Di menit 29:44 -- 29:51, Yerry berkata: "Tetap datang ke Yesus sekalipun lo belum bisa datang ke gereja ... itu masalah progresif."
Pemikiran Yerry ini liar dan berbahaya. Amsal 29:18a berkata "Bila tidak ada wahyu, menjadi liarlah rakyat." Bagaimana seseorang dapat mengalami pertumbuhan di dalam Yesus sementara dia tidak mau bersekutu di dalam gereja yang adalah karya Yesus di dalam Roh Kudus. Ini suatu pemikiran yang "dungu" dan "sesat" serta "liar".
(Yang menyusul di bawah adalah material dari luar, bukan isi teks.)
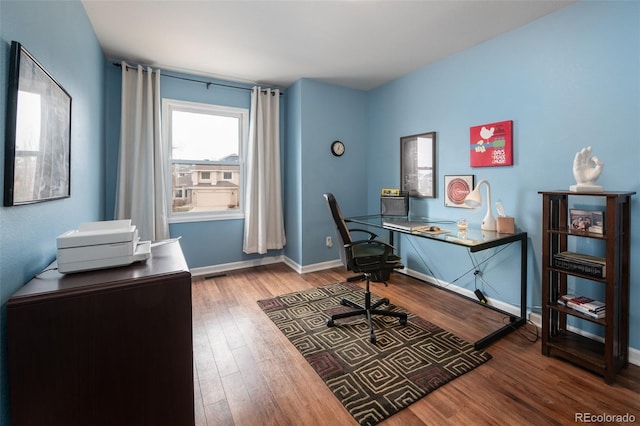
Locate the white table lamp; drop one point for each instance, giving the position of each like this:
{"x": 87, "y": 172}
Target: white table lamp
{"x": 474, "y": 199}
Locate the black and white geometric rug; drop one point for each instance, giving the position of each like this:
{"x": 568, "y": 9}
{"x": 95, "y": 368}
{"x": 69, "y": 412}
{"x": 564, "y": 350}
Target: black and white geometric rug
{"x": 372, "y": 381}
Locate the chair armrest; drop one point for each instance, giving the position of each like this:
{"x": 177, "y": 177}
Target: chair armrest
{"x": 372, "y": 235}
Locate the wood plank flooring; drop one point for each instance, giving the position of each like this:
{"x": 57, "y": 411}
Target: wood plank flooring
{"x": 247, "y": 373}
Di menit 30:22 -- 30:44, Yerry berkata: "Kalau menurut gua Yesus itu, Dia lebih memilih percaya dibanding ngontrol ... itu yang sulit diterima tuh, karena buat banyak orang control lebih penting dari percaya, makanya harus memastikan semua berjalan seragam, semua berjalan harus ada tokoh sentral baru pertumbuhan bisa terjadi."
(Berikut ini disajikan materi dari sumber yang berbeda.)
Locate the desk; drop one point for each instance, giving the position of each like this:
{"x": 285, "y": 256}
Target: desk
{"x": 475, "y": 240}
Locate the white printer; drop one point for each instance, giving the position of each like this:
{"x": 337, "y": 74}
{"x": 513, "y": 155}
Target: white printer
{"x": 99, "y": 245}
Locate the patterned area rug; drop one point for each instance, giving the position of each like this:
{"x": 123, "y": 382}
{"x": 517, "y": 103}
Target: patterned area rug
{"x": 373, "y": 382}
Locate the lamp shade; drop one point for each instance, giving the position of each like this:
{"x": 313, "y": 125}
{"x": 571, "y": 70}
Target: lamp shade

Yerry kembali memperlihatkan "kedunguan" nya dalam berpikir. Allah di dalam Yesus bukan saja menghendaki manusia percaya akan tetapi Dia juga mengendalikan atau mengontrol segala sesuatu yang terjadi di bawah kolong langit ini. Allah juga bukan menghendaki keseragaman di dalam gereja-Nya melainkan di dalam keberagaman tercipta kesatuan dan persatuan. Pernyataannya bahwa "Semua berjalan harus ada tokoh sentral baru pertumbuhan bisa terjadi" adalah pernyataan yang sesat dan gagal nalar.Â
Dia menunjukkan sendiri bahwa sesungguhnya dia yang gagal dalam memahami peran seorang gembala, pendeta, atau mentor di dalam gereja. Dari pemahaman dia ini justru dia menunjukkan bahwa dia mengkultuskan jabatan di dalam gereja. Yang pada dasarnya Alkitab tidak mengajarkan demikian. Para pendeta, gembala, mentor hanyalah alat Tuhan dan bukan menjadi sumber pertumbuhan di dalam gereja.
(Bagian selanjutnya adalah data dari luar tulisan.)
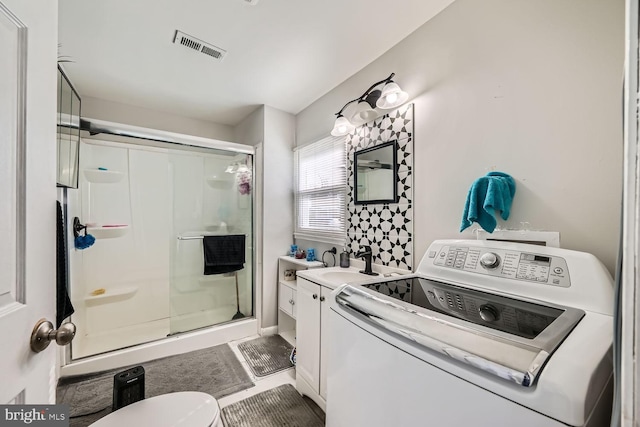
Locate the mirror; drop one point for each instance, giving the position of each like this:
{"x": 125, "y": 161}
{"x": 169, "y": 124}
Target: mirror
{"x": 68, "y": 132}
{"x": 375, "y": 174}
Berdasarkan apa yang telah saya uraikan di atas dapat disimpulkan bahwa pengajaran mengenai Kristen progresif adalah pengajaran yang sesat dan gagal nalar memahami dasar iman Kristen yang sejati. Kekristenan progresif seharusnya dipahami sebagai suatu kemajuan di dalam pertumbuhan iman bukan "kemajuan" di dalam menginterpretasikan Alkitab sehingga menjadi liar dan tidak alkitabiah.
Referensi:
[1] Andreas Untung Wiyono dan Sukardi, Manajemen Gereja: Dasar Teologis dan Implementasi Praktisnya, ed. oleh Saur Hasugian (Bandung, Jawa Barat: Bina Media Informasi, 2010), 39.
[2] Yakub B. Susabda, Prinsip-Prinsip Pertimbangan Utama Dalam Administrasi Gereja, 9 ed. (Malang, Jawa Timur: Gandum Mas, 2006), 24–25.